Alice Phillipot (Alice Rahon) (8 June 1904 – September 1987) was a French-born Mexican poet and artist whose work contributed to the beginning of abstract expression in Mexico. She began as a surrealist poet in Europe but began painting in Mexico. She was a prolific artist from the late 1940s to the 1960s, exhibiting frequently in Mexico and the United States, with a wide circle of friends in these two countries. Her work remained tied to surrealism but was also innovative, including abstract elements and the use of techniques such as sgraffito and the use of sand for texture. She became isolated in her later life due to health issues.
Life
Rahon was born Alice Marie Yvonne Philppot[1] in Chenecey-Buillon, Quingey in the east of France.[2][3] Her most vivid memories of childhood were of Brittany, the house of her paternal grandparents in Roscoff, where she passed long periods of time in the summer and during the Christmas holidays. She also remembered visiting the beaches of Morlaix.[4]
When about three years old, she suffered a serious accident which put her in casts and affected the rest of her life. One of the injuries was a fracture in the right hip, which forced her to recuperate lying down for long periods of time. This left her isolated from other children, including her younger sister Geo, spending time in the family garden reading, writing and drawing to occupy her mind.[5] This isolation was reinforced when she fell again at age twelve, breaking a leg. These events gave her an identity of fragility and by the time she was a teenager, preferred solitude, creating worlds of her own imagination.[3][6] For the rest of her life she always walked with a slight limp and pain.[7]
She became pregnant when she was very young, but the child had a congenital defect and died soon after birth.[6]
When she and her sister were young women, they lived in Paris and discovered its bohemian scene. In 1931, she met artist Wolfgang Paalen and they married in 1934. With him she became involved with the Surrealism movement, published poetry under the name Alice Paalen, and met others such as Eva Sulzer, a Swiss photographer, with whom she was lifelong friends.[3][8]
Her life with Paalen also introduced her to travel, which she did much of during her life. In 1933, the couple visited the cave paintings at Altamira and in 1936, she traveled to India accompanied by poet Valentine Penrose. Both of these travels had impact on her life and art, even naming two cats Vishnu and Subhashini in her late life.[9] She traveled extensively during much of her life with later voyages to Alaska, Canada, the United States, Lebanon and in Mexico.[3]
Rahon, Paalen and Sulzer were invited to visit Mexico by Andre and Jacqueline Breton and Frida Kahlo .[3][10] They first traveled in Alaska, British Columbia and the U.S. west coast, where Paalen became fascinated by indigenous art.[10] They finally arrived to Mexico City in 1939 by an invitation from Kahlo in Paris,[11] at first staying in a hotel in the San Ángel neighborhood. She became friends with Kahlo and Diego Rivera. With Kahlo she shared frustrations of a fragile body and the inability to have children as well as using art and writing to pass the time.[10][12] The bond with Frida led to the later creation of a painting called 'La balada para Frida Kahlo'.[12] Both the couples' fascination with the country and the outbreak of World War II in 1939, prompted them to remain permanently in the country, with Rahon becoming a Mexican citizen in 1946.[13]
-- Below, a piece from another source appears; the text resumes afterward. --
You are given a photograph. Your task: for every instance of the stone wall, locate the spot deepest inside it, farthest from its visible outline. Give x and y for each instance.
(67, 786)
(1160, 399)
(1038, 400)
In 1947, Alice and Paalen divorced and she named herself Rahon, and married the Canadian Edward Fitzgerald. However, this relationship ended several years later after the two worked on a film together.[14] From then, Rahon's social life revolved around friends in various artistic, intellectual and foreign exile circles, which she had begun in Europe. By the 1950s, these friendships included Rufino Tamayo, Carlos Mérida, Octavio Paz, Henry Miller, Anaïs Nin, Henry Moore, Gordon Onslow Ford and his wife, along with Kahlo and Diego Rivera. She also maintained contacts with groups of artists in New York and California.[14][15] After her death, a record she kept of these people's lives and deaths was found.[16] She also continued to travel frequently, in part because of her art exhibits in the United States and Mexico but she also visited many cities in Mexico and spent long periods in Acapulco. One reason for this was that she was a strong swimmer despite her physical problems, moving more comfortably in the water than on land.[14]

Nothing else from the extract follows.